Tezin Türü: Yüksek Lisans

Tezin Yürütüldüğü Kurum: Orta Doğu Teknik Üniversitesi, Mühendislik Fakültesi, Bilgisayar Mühendisliği Bölümü, Türkiye

Tezin Onay Tarihi: 2007

Öğrenci: GÖKÇEN ALAY

Eş Danışman: TOLGA CAN, MEHMET VOLKAN ATALAY

Özet:

The focus of this study is on predicting the subcellular localization of a protein. Subcellular localization information is important for protein function annotation which is a fundamental problem in computational biology. For this problem, a classification system is built that has two main parts: a predictor that is based on a feature mapping technique to extract biologically meaningful information from protein sequences and a client/server architecture for searching and predicting subcellular localizations. In the first part of the thesis, we describe a feature mapping technique based on frequent patterns. In the feature mapping technique we describe, frequent patterns in a protein sequence dataset were identified using a search technique based on a priori property and the distribution of these patterns over a new sample is used as a feature vector for classification.

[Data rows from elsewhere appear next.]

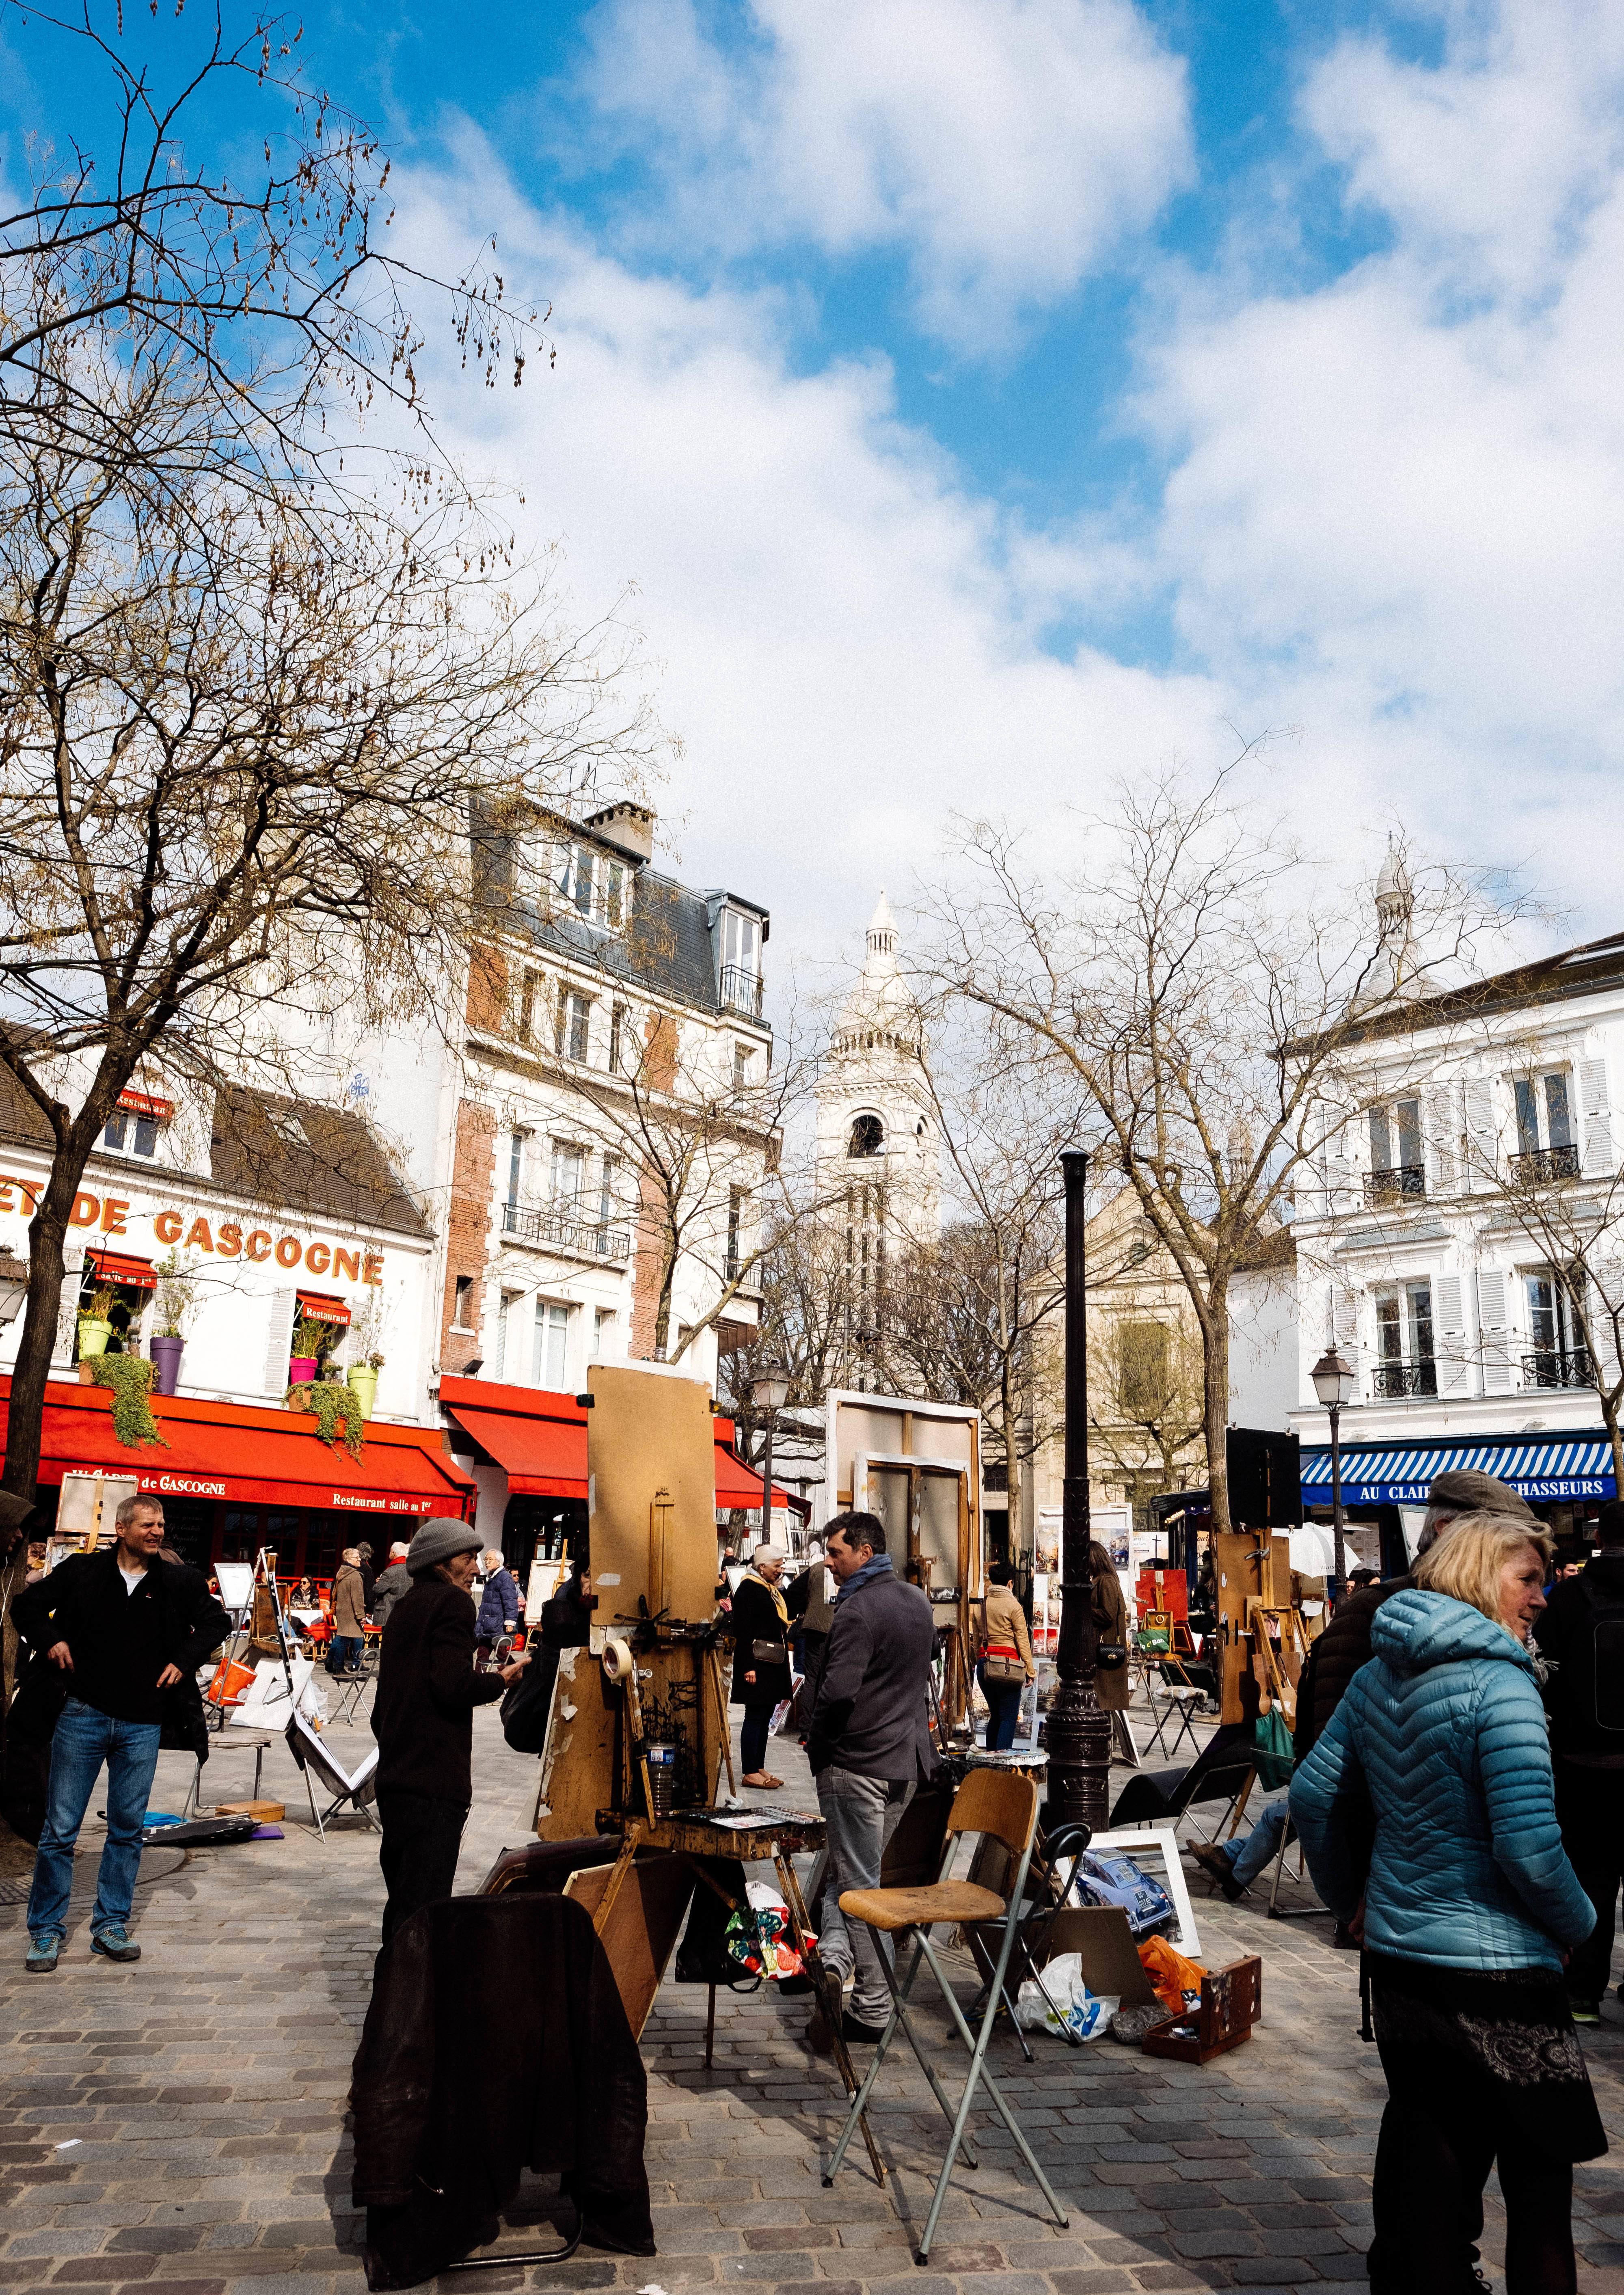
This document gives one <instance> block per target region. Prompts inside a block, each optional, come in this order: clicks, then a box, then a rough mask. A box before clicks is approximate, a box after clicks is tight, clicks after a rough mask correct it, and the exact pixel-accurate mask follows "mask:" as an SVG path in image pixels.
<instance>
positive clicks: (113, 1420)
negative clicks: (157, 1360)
mask: <svg viewBox="0 0 1624 2295" xmlns="http://www.w3.org/2000/svg"><path fill="white" fill-rule="evenodd" d="M154 1370H156V1363H149V1361H147V1359H145V1356H140V1354H92V1356H89V1377H92V1386H106V1388H110V1393H112V1432H115V1434H117V1439H119V1441H122V1444H124V1448H126V1450H140V1448H151V1444H158V1448H161V1450H167V1448H170V1446H167V1441H165V1439H163V1434H161V1432H158V1421H156V1418H154V1416H151V1402H149V1395H151V1377H154Z"/></svg>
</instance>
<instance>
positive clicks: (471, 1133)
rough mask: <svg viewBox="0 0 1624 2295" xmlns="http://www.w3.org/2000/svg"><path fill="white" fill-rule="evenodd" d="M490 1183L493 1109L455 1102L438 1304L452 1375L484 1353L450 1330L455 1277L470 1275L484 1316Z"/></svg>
mask: <svg viewBox="0 0 1624 2295" xmlns="http://www.w3.org/2000/svg"><path fill="white" fill-rule="evenodd" d="M493 1184H495V1108H484V1106H479V1102H477V1099H459V1104H456V1154H454V1157H452V1207H450V1219H447V1223H445V1299H443V1306H440V1368H443V1370H450V1372H452V1375H454V1372H459V1370H461V1368H463V1363H470V1361H473V1359H475V1354H482V1352H484V1340H482V1338H479V1333H477V1331H470V1333H463V1331H452V1322H454V1317H456V1278H459V1276H473V1283H475V1317H479V1315H482V1313H484V1258H486V1242H489V1235H491V1189H493Z"/></svg>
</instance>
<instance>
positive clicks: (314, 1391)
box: [284, 1379, 367, 1457]
mask: <svg viewBox="0 0 1624 2295" xmlns="http://www.w3.org/2000/svg"><path fill="white" fill-rule="evenodd" d="M284 1402H287V1407H289V1409H291V1411H314V1416H317V1434H319V1437H321V1441H323V1444H326V1446H328V1448H330V1450H335V1448H337V1441H339V1423H342V1430H344V1448H346V1450H349V1455H351V1457H360V1446H362V1441H365V1427H367V1421H365V1418H362V1416H360V1395H358V1393H356V1391H353V1388H349V1386H339V1382H337V1379H310V1382H307V1384H305V1386H289V1391H287V1395H284Z"/></svg>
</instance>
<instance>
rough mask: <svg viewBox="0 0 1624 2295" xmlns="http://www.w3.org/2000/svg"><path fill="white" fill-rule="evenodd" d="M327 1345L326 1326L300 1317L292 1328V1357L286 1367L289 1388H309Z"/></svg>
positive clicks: (308, 1317)
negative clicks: (301, 1387)
mask: <svg viewBox="0 0 1624 2295" xmlns="http://www.w3.org/2000/svg"><path fill="white" fill-rule="evenodd" d="M326 1345H328V1331H326V1324H321V1322H312V1320H310V1317H307V1315H300V1320H298V1324H296V1327H294V1356H291V1361H289V1366H287V1384H289V1386H310V1382H312V1379H314V1375H317V1363H319V1361H321V1349H323V1347H326Z"/></svg>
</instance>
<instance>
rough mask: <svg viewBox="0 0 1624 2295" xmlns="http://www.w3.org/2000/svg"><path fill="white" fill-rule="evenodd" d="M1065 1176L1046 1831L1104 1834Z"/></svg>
mask: <svg viewBox="0 0 1624 2295" xmlns="http://www.w3.org/2000/svg"><path fill="white" fill-rule="evenodd" d="M1060 1166H1062V1170H1064V1175H1067V1473H1064V1512H1062V1531H1060V1652H1057V1675H1060V1680H1057V1685H1055V1703H1053V1705H1051V1710H1048V1815H1046V1820H1044V1822H1046V1829H1048V1831H1051V1834H1053V1831H1055V1827H1060V1825H1087V1827H1090V1829H1092V1831H1103V1829H1106V1815H1108V1806H1106V1804H1108V1799H1110V1721H1108V1717H1106V1714H1103V1712H1101V1710H1099V1696H1096V1694H1094V1652H1096V1648H1099V1634H1096V1629H1094V1570H1092V1563H1090V1551H1087V1549H1090V1538H1092V1524H1090V1503H1087V1324H1085V1228H1087V1154H1085V1152H1083V1150H1080V1148H1069V1150H1067V1152H1064V1154H1062V1157H1060Z"/></svg>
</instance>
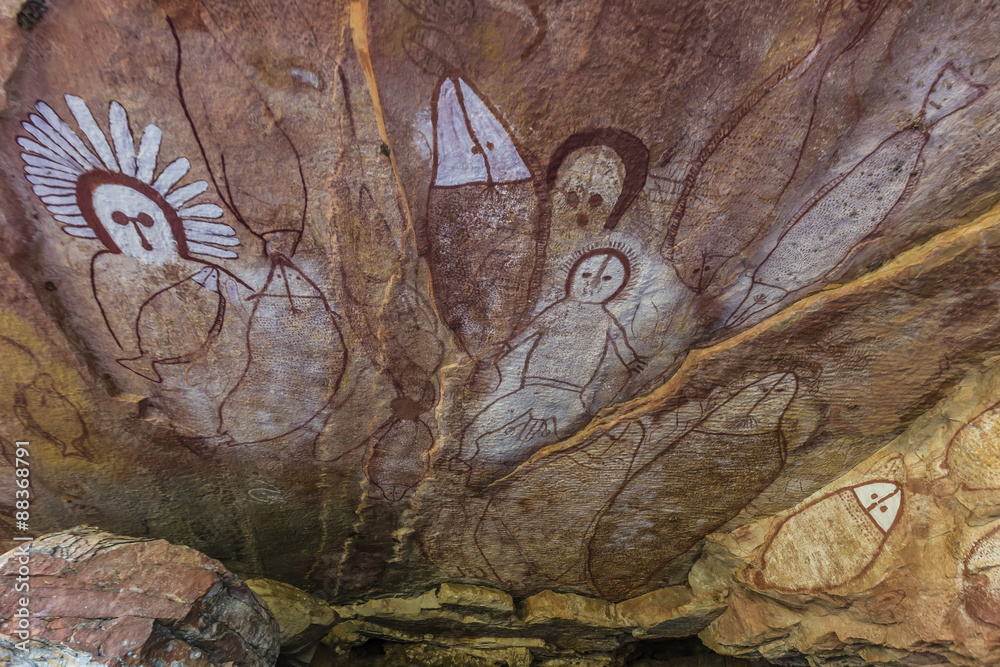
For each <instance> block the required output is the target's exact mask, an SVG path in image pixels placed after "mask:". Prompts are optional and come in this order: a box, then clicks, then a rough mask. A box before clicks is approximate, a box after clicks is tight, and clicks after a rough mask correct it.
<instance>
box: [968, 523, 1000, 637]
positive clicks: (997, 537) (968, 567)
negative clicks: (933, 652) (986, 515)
mask: <svg viewBox="0 0 1000 667" xmlns="http://www.w3.org/2000/svg"><path fill="white" fill-rule="evenodd" d="M962 583H963V587H962V597H963V600H964V602H965V609H966V611H967V612H968V613H969V615H970V616H972V617H973V618H975V619H977V620H978V621H980V622H982V623H988V624H989V625H993V626H996V627H1000V527H998V528H994V529H993V530H991V531H990V532H988V533H987V534H986V535H984V536H983V537H981V538H980V539H979V540H978V541H977V542H976V543H975V544H974V545H973V547H972V550H971V551H970V552H969V555H968V556H966V558H965V563H964V564H963V570H962Z"/></svg>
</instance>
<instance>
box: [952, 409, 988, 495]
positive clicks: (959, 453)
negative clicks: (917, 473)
mask: <svg viewBox="0 0 1000 667" xmlns="http://www.w3.org/2000/svg"><path fill="white" fill-rule="evenodd" d="M945 467H946V468H948V471H949V476H950V477H951V478H953V479H955V480H957V481H958V483H959V484H961V485H962V487H963V488H965V489H967V490H969V491H985V490H991V491H997V490H1000V403H998V404H995V405H993V406H992V407H990V408H989V409H988V410H986V411H985V412H983V413H982V414H980V415H979V416H978V417H976V418H975V419H973V420H972V421H970V422H969V423H967V424H966V425H964V426H963V427H962V428H960V429H959V430H958V431H957V432H956V433H955V435H954V436H953V437H952V439H951V441H950V442H949V443H948V449H947V452H946V454H945Z"/></svg>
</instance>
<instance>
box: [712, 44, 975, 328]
mask: <svg viewBox="0 0 1000 667" xmlns="http://www.w3.org/2000/svg"><path fill="white" fill-rule="evenodd" d="M985 90H986V89H985V87H984V86H980V85H976V84H974V83H972V82H971V81H969V80H968V79H967V78H966V77H965V76H964V75H963V74H962V73H961V72H959V71H958V70H957V69H955V66H954V65H952V64H950V63H949V64H948V65H947V66H945V67H944V69H942V70H941V72H940V73H939V74H938V75H937V78H935V80H934V83H933V84H932V85H931V87H930V89H929V90H928V91H927V95H926V97H924V102H923V105H922V106H921V107H920V110H919V112H918V114H917V116H916V118H915V119H914V120H913V122H912V123H911V124H910V125H909V126H908V127H907V128H906V129H903V130H900V131H898V132H896V133H894V134H892V135H891V136H889V137H888V138H887V139H885V140H884V141H883V142H882V143H881V144H879V145H878V147H877V148H876V149H875V150H874V151H872V152H871V153H869V154H868V155H867V156H866V157H865V158H864V159H862V160H861V161H860V162H858V163H857V164H856V165H855V166H854V167H853V168H852V169H851V170H850V171H848V172H847V173H845V174H842V175H841V176H839V177H837V178H836V179H834V180H833V181H831V182H830V183H828V184H827V185H826V186H825V187H824V188H823V189H822V190H821V191H820V193H819V194H818V195H817V196H816V197H815V198H814V199H813V200H812V201H811V202H809V203H808V204H806V206H805V207H804V208H803V209H802V211H801V213H800V214H799V215H798V217H796V218H795V220H794V221H793V222H792V223H791V224H790V225H789V227H788V229H786V230H785V231H784V232H783V233H782V234H781V236H780V237H778V241H777V243H776V245H775V247H774V249H773V250H772V251H771V252H770V253H768V255H767V257H766V258H765V259H764V261H763V262H761V264H760V266H758V267H757V269H756V270H755V271H754V273H753V278H752V280H751V284H750V286H749V288H748V289H747V291H746V293H745V294H746V295H745V296H744V297H743V300H742V302H741V303H740V304H739V306H737V307H736V310H735V311H734V312H733V314H732V315H730V317H729V319H728V320H727V321H726V326H729V327H737V326H740V325H742V324H744V323H745V322H747V321H749V320H750V319H751V318H753V317H755V316H759V315H761V314H763V313H765V312H771V311H773V309H774V307H775V306H776V305H777V304H779V303H781V302H782V301H784V300H785V299H786V298H788V297H789V296H790V295H792V294H793V293H795V292H798V291H800V290H804V289H806V288H808V287H810V286H811V285H816V284H818V283H822V282H823V281H824V279H826V278H827V277H829V276H830V275H831V274H833V273H834V272H835V271H836V270H837V268H838V267H840V265H841V263H842V262H843V261H844V260H845V259H847V257H848V256H849V255H850V254H851V252H852V251H854V250H855V249H856V248H857V247H858V246H859V245H860V244H862V243H864V242H865V240H866V239H867V238H870V237H871V235H872V234H874V233H875V231H876V230H877V229H878V228H879V226H880V225H881V224H882V223H883V221H884V220H885V219H886V218H888V217H889V216H890V215H891V213H892V211H893V209H894V208H895V207H896V205H897V204H898V203H899V202H900V201H902V200H903V199H904V198H905V197H906V196H907V193H909V192H912V190H913V188H914V187H915V185H916V183H917V179H919V177H920V172H921V170H922V164H921V155H922V153H923V150H924V147H925V146H927V142H928V141H929V140H930V136H931V131H932V130H933V129H934V126H935V125H937V124H938V123H939V122H940V121H942V120H944V119H945V118H947V117H948V116H950V115H952V114H954V113H956V112H958V111H961V110H962V109H964V108H965V107H967V106H969V105H970V104H972V103H973V102H975V101H976V100H977V99H978V98H979V97H980V96H981V95H982V94H983V93H984V92H985Z"/></svg>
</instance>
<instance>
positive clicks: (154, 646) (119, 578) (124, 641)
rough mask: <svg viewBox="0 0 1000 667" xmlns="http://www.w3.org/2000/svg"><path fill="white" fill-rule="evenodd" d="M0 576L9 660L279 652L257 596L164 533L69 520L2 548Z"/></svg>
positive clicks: (1, 607) (5, 628)
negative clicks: (30, 538)
mask: <svg viewBox="0 0 1000 667" xmlns="http://www.w3.org/2000/svg"><path fill="white" fill-rule="evenodd" d="M24 572H28V573H30V574H27V575H25V574H24ZM0 576H2V577H3V579H4V586H3V588H2V590H0V616H2V617H3V618H4V619H5V620H4V622H3V623H2V624H0V633H2V634H0V655H3V656H5V657H4V659H5V660H6V661H13V663H14V664H63V663H61V662H59V660H66V661H67V664H80V665H87V664H101V665H116V666H117V665H135V666H136V667H155V666H156V665H161V664H173V663H174V662H175V661H176V662H178V663H180V664H184V665H192V666H194V667H221V666H222V665H232V664H241V665H248V666H259V667H265V666H270V665H273V664H274V662H275V660H276V659H277V657H278V646H279V638H278V625H277V623H276V622H275V620H274V617H273V616H271V613H270V612H269V611H268V608H267V606H266V605H265V604H264V603H263V602H261V600H260V598H258V597H257V596H256V595H255V594H254V593H253V591H252V590H251V589H250V588H248V587H247V586H246V585H245V584H243V583H242V582H241V581H240V580H239V579H238V578H237V577H236V576H235V575H234V574H232V573H231V572H229V571H228V570H226V568H225V567H223V566H222V564H220V563H219V562H218V561H215V560H213V559H211V558H208V557H206V556H204V555H202V554H200V553H198V552H197V551H194V550H193V549H189V548H188V547H182V546H176V545H172V544H169V543H167V542H165V541H164V540H149V539H146V540H137V539H133V538H126V537H120V536H117V535H112V534H110V533H106V532H103V531H100V530H98V529H95V528H88V527H82V528H74V529H72V530H69V531H65V532H61V533H53V534H51V535H46V536H44V537H42V538H39V539H37V540H34V541H32V542H28V543H24V544H23V545H22V546H21V547H19V548H18V549H15V550H12V551H9V552H7V553H6V554H4V556H3V557H2V558H0ZM32 661H36V662H32ZM46 661H49V662H46ZM74 661H75V662H74ZM7 664H9V663H7Z"/></svg>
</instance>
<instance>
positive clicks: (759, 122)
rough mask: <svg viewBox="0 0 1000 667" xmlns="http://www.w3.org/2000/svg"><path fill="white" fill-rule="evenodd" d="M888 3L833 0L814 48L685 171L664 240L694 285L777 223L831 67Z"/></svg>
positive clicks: (743, 106) (701, 290)
mask: <svg viewBox="0 0 1000 667" xmlns="http://www.w3.org/2000/svg"><path fill="white" fill-rule="evenodd" d="M885 4H886V3H885V0H880V1H879V2H871V3H865V4H863V5H862V4H859V5H858V6H856V7H852V6H851V5H850V4H848V5H847V6H845V5H844V4H843V3H832V2H829V1H828V2H825V3H824V5H823V7H822V9H821V10H820V12H819V15H818V18H817V21H816V25H815V27H814V28H813V31H814V32H813V34H812V35H811V36H810V38H811V39H812V42H811V47H810V48H809V50H808V51H807V52H805V53H804V54H802V55H800V56H799V57H797V58H794V59H792V60H790V61H788V62H786V63H785V64H784V65H782V66H781V67H779V68H778V69H777V70H776V71H775V72H774V73H773V74H771V76H769V77H768V78H767V79H766V80H765V81H764V82H763V83H761V84H760V85H759V86H758V87H757V88H756V89H755V90H753V91H752V92H751V93H750V94H749V95H748V96H747V98H746V99H745V100H744V101H743V102H742V103H741V104H740V105H739V106H738V107H737V108H736V109H735V110H734V111H733V112H732V113H731V114H730V116H729V118H728V119H727V120H726V122H725V123H723V124H722V126H721V127H720V128H719V129H718V130H716V132H715V133H714V134H713V135H712V137H711V138H710V139H709V140H708V141H707V142H706V143H705V146H704V147H703V148H702V149H701V151H700V152H699V154H698V156H697V157H696V158H695V160H694V162H693V163H692V165H691V168H690V169H689V171H688V173H687V176H686V177H685V179H684V185H683V188H682V190H681V192H680V195H679V197H678V199H677V202H676V204H675V205H674V208H673V210H672V211H671V214H670V218H669V219H668V221H667V236H666V238H665V240H664V242H663V245H662V247H661V252H662V253H663V255H664V258H665V259H667V260H669V261H671V262H672V263H673V266H674V270H675V271H676V272H677V276H678V277H679V278H680V279H681V280H682V281H683V282H684V284H685V285H687V286H688V287H689V288H691V289H692V290H693V291H695V292H703V291H705V290H706V289H707V288H708V287H709V285H710V284H711V283H712V282H713V281H714V279H715V277H716V275H717V273H718V271H719V270H720V269H721V268H722V266H723V265H724V264H726V263H727V262H728V261H729V260H731V259H732V258H734V257H738V256H740V255H741V254H742V252H743V250H744V249H746V248H747V246H748V245H749V244H750V243H751V242H752V241H753V240H754V239H755V238H757V237H758V236H759V235H760V234H761V232H763V231H764V230H765V229H766V228H767V226H768V225H769V224H771V222H772V221H773V213H774V211H775V210H776V208H777V206H778V203H779V202H780V201H781V199H782V196H783V195H784V193H785V190H786V189H787V188H788V186H789V184H790V183H791V181H792V179H793V177H794V176H795V173H796V171H797V170H798V167H799V163H800V162H801V160H802V154H803V151H804V150H805V146H806V141H807V140H808V138H809V134H810V132H811V130H812V125H813V118H814V117H815V115H816V106H817V102H818V98H819V90H820V86H821V84H822V81H823V77H824V75H825V74H826V72H827V71H828V69H829V68H830V65H831V63H833V62H834V61H835V60H836V59H837V57H838V56H840V55H841V54H842V53H843V50H844V46H845V45H846V44H848V43H850V42H851V41H852V40H853V39H856V38H857V37H858V35H860V34H862V33H863V32H864V31H865V29H866V28H870V23H871V22H872V21H874V20H877V19H878V18H879V17H880V16H881V14H882V12H883V11H884V9H885ZM834 7H838V8H839V9H840V12H839V15H837V16H834V14H837V12H835V11H833V8H834ZM859 10H860V11H859ZM830 24H834V25H833V26H832V27H831V25H830ZM826 33H830V34H826Z"/></svg>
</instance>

The effect of a number of feature selection methods on the classification performance is investigated and the best one is applied. The method is assessed on the subcellular localization prediction problem with 4 compartments (Endoplasmic reticulum (ER) targeted, cytosolic, mitochondrial, and nuclear) and the dataset is the same used in P2SL. Our method improved the overall accuracy to 91.71\% which was originally 81.96\% by P2SL. In the second part of the thesis, a client/server architecture is designed and implemented based on Simple Object Access Protocol (SOAP) technology which provides a user-friendly interface for accessing the protein subcellular localization predictions. Client part is in fact a Cytoscape plug-in that is used for functional enrichment of biological networks. Instead of the individual use of subcellular localization information, this plug-in lets biologists to analyze a set of genes/proteins under system view.